Don’t waste the test betty. Doubt it’s quite the same as ancient Egyptian mummification methods and they’re pretty desperately needed.

I won't be, it'll wait until needed. As for the Egyptian techniques, it was a jokey reference to how you apparently have to push it so far up your nose it goes to the back of your throat (and not your brain!). Before education I was in the NHS and have a weird sense of humour.

TheHoneyBadger · 01/05/2020 14:54

Betty - I saw a diagram of the test technique and agree it looked like you had to stick it way back there!

No practicals then riga? If my hod walks in and sees any student without glasses on she barks at them (indirectly at me).

TheHoneyBadger · 01/05/2020 15:00

I would love to use textbooks more but the exam board ones are inaccessible for many kids and only have like 4 small paragraphs of text and 3 questions per topic anyway.

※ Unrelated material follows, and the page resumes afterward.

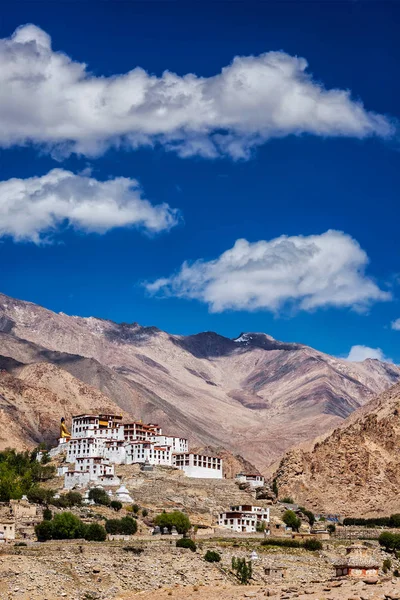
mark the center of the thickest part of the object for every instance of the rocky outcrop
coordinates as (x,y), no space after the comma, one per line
(253,395)
(355,471)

I don’t think I’m cut out to teach science. I miss discussing and debating and setting tasks that get them writing and justifying their own views whilst explaining others’.

RigaBalsam · 01/05/2020 15:58

No practicals then riga? If my hod walks in and sees any student without glasses on she barks at them (indirectly at me).

Same here as we have had a serious incident in the past at another school close by. I am so paranoid about it that it puts me off.